De tanto escuchar que “estamos manejados por la mafia” y que “casi todos nuestros políticos son mafiosos” llegué a creer que por lo menos en eso éramos buenos.
Qué se yo, era como ese orgullo íntimo -aunque inconfesable- que sentimos los que provenimos de la región del Amambay cuando en el extranjero comentan que allí se produce la mejor marihuana del mundo.
Por eso, leí con interés la información del apresamiento de Salvatore Lo Piccolo, jefe de jefes de la mafia siciliana. Sobre todo, porque con él cayó el mítico decálogo de la Cosa Nostra.
Se sabía de su existencia a través de toda la literatura inspirada en los códigos de conducta de la mafia y en las declaraciones de algunos pocos “arrepentidos”. Pero, por primera vez, aparecieron por escrito los deberes y derechos del perfecto mafioso; las reglas que jamás se deben transgredir para formar parte de la sociedad; los diez mandamientos que garantizan la obediencia, fidelidad y sobriedad que deben caracterizar al “hombre de honor”.
Aquello era una suerte de ISO 9000 de una buena organización mafiosa.
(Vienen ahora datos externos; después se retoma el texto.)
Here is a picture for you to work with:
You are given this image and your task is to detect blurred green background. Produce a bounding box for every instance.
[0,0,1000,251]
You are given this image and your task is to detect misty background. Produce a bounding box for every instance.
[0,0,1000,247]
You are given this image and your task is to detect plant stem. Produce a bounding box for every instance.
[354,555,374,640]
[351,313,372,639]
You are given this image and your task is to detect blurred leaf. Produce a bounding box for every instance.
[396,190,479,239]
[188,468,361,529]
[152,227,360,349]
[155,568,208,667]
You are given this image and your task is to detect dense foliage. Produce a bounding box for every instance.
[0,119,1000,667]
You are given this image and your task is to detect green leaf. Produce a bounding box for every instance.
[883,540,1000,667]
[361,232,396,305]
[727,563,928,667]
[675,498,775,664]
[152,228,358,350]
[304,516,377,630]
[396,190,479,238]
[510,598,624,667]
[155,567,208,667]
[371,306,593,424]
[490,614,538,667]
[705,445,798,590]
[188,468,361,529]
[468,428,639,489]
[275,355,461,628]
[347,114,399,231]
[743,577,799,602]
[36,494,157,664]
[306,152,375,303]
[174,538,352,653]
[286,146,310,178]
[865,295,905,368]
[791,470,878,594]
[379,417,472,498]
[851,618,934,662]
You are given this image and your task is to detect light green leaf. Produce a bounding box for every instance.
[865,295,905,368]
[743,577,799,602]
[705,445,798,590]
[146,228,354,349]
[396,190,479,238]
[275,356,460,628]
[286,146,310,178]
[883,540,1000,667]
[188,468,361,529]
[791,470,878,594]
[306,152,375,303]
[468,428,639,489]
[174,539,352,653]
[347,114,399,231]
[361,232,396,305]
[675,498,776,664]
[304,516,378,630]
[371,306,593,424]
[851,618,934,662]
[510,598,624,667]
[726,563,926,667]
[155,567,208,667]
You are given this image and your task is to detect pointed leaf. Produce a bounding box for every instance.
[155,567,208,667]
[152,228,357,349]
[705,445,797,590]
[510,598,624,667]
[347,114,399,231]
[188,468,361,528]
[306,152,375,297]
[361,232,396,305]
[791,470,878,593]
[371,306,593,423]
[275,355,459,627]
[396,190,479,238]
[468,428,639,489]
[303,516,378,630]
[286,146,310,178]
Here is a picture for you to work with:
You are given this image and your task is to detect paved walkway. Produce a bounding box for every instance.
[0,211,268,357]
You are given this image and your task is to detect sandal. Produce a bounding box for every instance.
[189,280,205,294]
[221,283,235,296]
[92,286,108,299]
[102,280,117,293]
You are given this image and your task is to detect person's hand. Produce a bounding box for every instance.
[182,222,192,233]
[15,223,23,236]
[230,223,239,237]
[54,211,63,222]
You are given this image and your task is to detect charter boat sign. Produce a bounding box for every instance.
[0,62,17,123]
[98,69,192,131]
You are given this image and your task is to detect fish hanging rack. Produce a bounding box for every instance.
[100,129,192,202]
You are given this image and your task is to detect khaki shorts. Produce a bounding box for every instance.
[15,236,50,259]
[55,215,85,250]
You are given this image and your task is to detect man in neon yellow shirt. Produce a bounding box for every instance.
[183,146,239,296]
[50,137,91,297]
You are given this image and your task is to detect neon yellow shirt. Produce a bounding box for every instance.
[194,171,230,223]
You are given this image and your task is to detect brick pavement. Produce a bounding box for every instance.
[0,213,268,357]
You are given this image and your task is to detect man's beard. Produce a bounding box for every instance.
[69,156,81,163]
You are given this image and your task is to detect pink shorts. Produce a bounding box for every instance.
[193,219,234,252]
Cuando leí algunos de los requisitos, se me cayó el alma al suelo. Nuestra mafia no es lo que yo creía.
Ya en el segundo mandamiento, empezaron las dificultades: “No se miran las mujeres de los amigos”. Este precepto nunca gozó de mucho predicamento entre nuestros políticos. Incluso, su falta de cumplimiento fue la causante de rupturas internas memorables -aunque no publicables- ocurridas en varios partidos. Hay una norma que prohíbe a los miembros de la “honorable sociedad” hacerse ver en tabernas o locales públicos. Esta recomendación les resbala a algunos de nuestros legisladores, a quienes es más frecuente encontrar en esos lugares que en reuniones de una comisión parlamentaria.
Otra regla establece que el buen mafioso “no debe tener ninguna relación personal con la Policía”. Un buen político paraguayo, apenas asumido el cargo, considera una prioridad establecer un vínculo cordial -fraterno hasta la complicidad- con la autoridad policial más influyente de su zona. Se trata de una relación tan natural, de mutuo auxilio y dependencia, que resulta incomprensible que haya gente que la vea con malos ojos.
Ahora descubrimos que hay aspectos del comportamiento mafioso que no condicen con nuestro modo de ser.
El sexto mandamiento ordena que el mafioso políticamente correcto “debe ser categóricamente puntilloso con la puntualidad”. Esto excluiría, por ejemplo, a Carlos Filizzola y a Luis Castiglioni, en el supuesto de que fueran mafiosos. Que no lo son, aclaro. Pero que, de todos modos, no serían admitidos en ninguna entidad mafiosa que se precie de seria.
El octavo obliga a todos los miembros a “decir la verdad a cualquier pregunta y en todas las circunstancias”. He aquí una regla de cumplimiento imposible. ¿Hacer política sin mentir? Eso es más difícil que retroceder con chancletas.
La norma siguiente es francamente risible: se puede matar, extorsionar, traficar, pero nunca “robar el dinero de otras personas o de otros clanes mafiosos”. Me pregunto en qué pensaban los sicilianos cuando escribieron este disparate. Al menos, con seguridad, no en los políticos paraguayos. Si estos se vieran obligados a cumplir este mandamiento, la profesión no tendría gracia.
Así las cosas, aquí me tiene, sumido en una profunda decepción. Se me ha caído un mito. Hasta nuestra mafia es de mala calidad.